Differentiation of Midbrain Dopaminergic Neurons from Primate Pluripotent Stem Cells
China (IFMSA-China) - Nanjing Medical University, Nanjing
Institute for Stem Cell and Neural Regeneration, School of Pharmacy
Wanying Zhu
8 weeks
Cities/Months Jan Feb Mar Apr May Jun Jul Augt Sep Oct Nov Dec
No No No No No No Yes Yes No No No No
Type of Research Project
- Basic science
What is the background of the project?
Human pluripotent stem cells, including embryonic stem cells and human induced pluripotent stem cells (hiPSCs), can be expanded in vitro and retain their capacity to differentiate into any cell type of the three germ layers. Hypothetically, they represent an unlimited source of cells for several applications including drug screening and cell replacement therapy for treatment of neurological disorders. Parkinson´s disease (PD), the second most common neurodegenerative disorder, is characterized by the selective loss of dopaminergic neurons of the substantia nigra of the midbrain. However, better understanding of the pathogenesis of PD is still needed. Thereby, a homogeneous, robust and rapid method to derive dopaminergic neurons from hiPSC for addressing gene function, for drug screening or eventual cell replacement therapy would be of great significance.

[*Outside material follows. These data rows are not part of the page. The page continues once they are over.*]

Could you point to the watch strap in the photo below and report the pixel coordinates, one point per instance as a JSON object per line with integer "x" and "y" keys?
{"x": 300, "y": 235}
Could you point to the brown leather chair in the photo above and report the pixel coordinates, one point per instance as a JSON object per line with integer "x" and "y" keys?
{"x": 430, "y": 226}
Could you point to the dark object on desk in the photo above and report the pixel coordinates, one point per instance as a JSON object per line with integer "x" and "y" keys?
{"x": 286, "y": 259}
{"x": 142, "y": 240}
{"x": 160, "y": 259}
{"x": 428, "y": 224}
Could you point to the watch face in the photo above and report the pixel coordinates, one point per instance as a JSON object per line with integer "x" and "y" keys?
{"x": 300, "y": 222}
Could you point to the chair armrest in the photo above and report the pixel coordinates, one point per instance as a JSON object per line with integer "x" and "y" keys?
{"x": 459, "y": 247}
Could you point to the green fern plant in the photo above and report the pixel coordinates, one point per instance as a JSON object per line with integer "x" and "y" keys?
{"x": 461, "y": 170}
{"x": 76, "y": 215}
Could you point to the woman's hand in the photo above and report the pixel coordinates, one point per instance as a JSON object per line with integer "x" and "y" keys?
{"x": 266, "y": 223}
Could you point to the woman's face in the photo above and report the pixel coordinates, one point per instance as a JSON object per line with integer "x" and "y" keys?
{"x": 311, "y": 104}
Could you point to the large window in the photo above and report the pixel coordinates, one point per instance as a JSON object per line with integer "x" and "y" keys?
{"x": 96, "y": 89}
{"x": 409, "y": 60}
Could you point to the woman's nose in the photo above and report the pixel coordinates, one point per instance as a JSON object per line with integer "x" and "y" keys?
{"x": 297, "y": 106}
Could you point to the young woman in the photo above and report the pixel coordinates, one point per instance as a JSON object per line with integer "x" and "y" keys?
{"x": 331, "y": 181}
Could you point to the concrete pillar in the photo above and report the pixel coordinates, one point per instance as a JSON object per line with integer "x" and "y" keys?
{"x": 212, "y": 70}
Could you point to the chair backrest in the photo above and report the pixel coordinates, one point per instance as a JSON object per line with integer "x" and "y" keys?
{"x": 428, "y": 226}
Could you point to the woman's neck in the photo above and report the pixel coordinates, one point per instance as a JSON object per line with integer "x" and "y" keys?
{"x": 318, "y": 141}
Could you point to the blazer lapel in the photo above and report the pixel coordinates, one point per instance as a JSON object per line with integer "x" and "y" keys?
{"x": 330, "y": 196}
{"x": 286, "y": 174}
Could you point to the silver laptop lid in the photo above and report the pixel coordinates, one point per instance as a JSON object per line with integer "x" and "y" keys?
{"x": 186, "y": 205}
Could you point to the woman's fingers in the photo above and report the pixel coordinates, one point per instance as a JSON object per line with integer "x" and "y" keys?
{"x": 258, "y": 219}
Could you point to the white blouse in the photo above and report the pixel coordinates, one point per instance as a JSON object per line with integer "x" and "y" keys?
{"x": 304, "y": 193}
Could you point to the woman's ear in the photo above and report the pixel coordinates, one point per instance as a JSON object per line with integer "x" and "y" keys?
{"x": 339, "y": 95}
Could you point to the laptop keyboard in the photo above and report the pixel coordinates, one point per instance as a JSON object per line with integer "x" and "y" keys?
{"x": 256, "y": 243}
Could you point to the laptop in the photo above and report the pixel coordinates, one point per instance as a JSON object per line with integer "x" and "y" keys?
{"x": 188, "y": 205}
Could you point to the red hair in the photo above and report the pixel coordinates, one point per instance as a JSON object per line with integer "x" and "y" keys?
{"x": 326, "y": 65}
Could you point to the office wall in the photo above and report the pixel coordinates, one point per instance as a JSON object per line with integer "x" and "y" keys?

What is the aim of the project?
To fabricate a homogeneous, robust and rapid method to derive dopaminergic neurons from hiPSC of normal people and people with Parkinson's disease
What techniques and methods are used?
1. Human induced pluripotent stem cell culture: They were maintained on Matrigel in six-well plates and passaged enzymatically with ethylene diamine tetraacetic acid (EDTA) every 4–5 days. 2. Dopaminergic neuron differentiation: Dopaminergic neuron differentiation was induced using modifications to the floor plate progenitors method. 3. Immunostaining for cells: the cells are first incubated with Primary antibodies, and then incubated with the appropriate secondary antibodies. Images were acquired using an Eclipse 80i fluorescence microscope. 4. Quantitative real-time polymerase chain reaction (RT-PCR): Total RNA was extracted in Trizol reagent (Invitrogen) and cDNA was reverse-transcribed by using the SuperScript III First-Strand kit (Invitrogen). RT-PCR was performed using the Bio-Rad MyiQ real-time PCR detection system.
What is the role of the student?
- The student will observe the practical experiments but will be highly involved in the analysis of the results
- The tasks will be done under supervision
What are the tasks expected to be accomplished by the student?

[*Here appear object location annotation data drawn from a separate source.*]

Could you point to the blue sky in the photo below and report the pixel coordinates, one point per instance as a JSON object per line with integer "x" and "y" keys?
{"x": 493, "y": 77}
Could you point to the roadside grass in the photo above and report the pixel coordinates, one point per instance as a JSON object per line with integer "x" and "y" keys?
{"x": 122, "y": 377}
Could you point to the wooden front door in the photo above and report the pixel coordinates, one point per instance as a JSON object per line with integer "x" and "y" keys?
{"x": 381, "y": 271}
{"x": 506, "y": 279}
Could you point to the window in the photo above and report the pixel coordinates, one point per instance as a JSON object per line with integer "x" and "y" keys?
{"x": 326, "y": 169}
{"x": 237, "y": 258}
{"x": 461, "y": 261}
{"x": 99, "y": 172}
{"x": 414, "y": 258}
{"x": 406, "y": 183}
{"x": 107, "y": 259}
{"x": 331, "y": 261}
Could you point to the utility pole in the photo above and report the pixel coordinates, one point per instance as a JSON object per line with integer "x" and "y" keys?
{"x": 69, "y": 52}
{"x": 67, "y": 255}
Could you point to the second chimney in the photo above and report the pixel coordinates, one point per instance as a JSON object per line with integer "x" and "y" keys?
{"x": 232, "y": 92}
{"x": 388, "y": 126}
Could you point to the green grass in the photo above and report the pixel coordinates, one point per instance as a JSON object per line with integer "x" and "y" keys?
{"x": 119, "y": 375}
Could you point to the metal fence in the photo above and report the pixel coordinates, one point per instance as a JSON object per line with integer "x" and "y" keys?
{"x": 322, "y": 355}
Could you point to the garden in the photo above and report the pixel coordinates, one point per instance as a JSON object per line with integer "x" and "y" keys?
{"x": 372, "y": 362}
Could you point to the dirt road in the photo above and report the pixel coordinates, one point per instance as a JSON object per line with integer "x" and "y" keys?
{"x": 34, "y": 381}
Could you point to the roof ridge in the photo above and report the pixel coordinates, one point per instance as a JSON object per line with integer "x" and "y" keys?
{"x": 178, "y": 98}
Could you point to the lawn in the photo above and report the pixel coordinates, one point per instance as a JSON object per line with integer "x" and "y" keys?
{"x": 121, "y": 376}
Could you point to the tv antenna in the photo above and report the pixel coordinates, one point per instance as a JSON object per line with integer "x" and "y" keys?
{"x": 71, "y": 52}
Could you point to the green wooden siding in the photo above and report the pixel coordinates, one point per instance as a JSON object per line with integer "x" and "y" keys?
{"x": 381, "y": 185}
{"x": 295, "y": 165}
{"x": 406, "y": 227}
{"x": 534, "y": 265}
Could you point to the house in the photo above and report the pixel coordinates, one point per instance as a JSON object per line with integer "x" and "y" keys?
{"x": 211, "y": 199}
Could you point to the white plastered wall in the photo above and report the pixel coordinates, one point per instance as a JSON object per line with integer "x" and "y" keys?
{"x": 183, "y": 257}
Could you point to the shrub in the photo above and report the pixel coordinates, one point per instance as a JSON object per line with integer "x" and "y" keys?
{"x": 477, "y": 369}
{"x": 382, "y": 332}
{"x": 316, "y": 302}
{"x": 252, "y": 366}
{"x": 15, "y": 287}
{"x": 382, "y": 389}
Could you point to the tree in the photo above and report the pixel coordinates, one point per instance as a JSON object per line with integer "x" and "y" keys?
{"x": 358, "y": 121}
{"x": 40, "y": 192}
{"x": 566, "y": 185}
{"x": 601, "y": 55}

1. Maintain human induced pluripotent stem cell on Matrigel in six-well plates and passaged enzymatically with Accutase every 4–5 days. 2. Know the process of the floor plate progenitors method to derive dopaminergic neuron differentiation. 3. Observe the morphology of the cells and cell-cell connection with fluorescence microscope by immunostaining. 4. Perform RT-PCR by using the Bio-Rad MyiQ RT-PCR detection system. Analyze the images obtained by a fluorescence microscope and the data by PCR and conduct the statistical comparisons.
Will there be any theoretical teaching provided (preliminary readings, lectures, courses, seminars etc)
Preliminary readings will be provided. In addition, the tutor will discuss and explain in detail about the project that students will be conducting. Students are encouraged to take part in the group meeting and seminars.
What is expected from the student at the end of the research exchange? What will be the general outcome of the student?
- The student will prepare a presentation
- The student will prepare a scientific report
What skills are required of the student? Is there any special knowledge or a certain level of studies needed?
Cell culture, Statistical data analysis
Are there any legal limitations in the student’s involvement
Type of students accepted
This project accepts:
- Medical students
- Students in biomedical fields
- Chen Y; Xiong M; Dong Y; et al. Chemical Control of Grafted Human PSC-Derived Neurons in a Mouse Model of Parkinson’s Disease. Cell Stem Cell; 2016; 18: 817-826.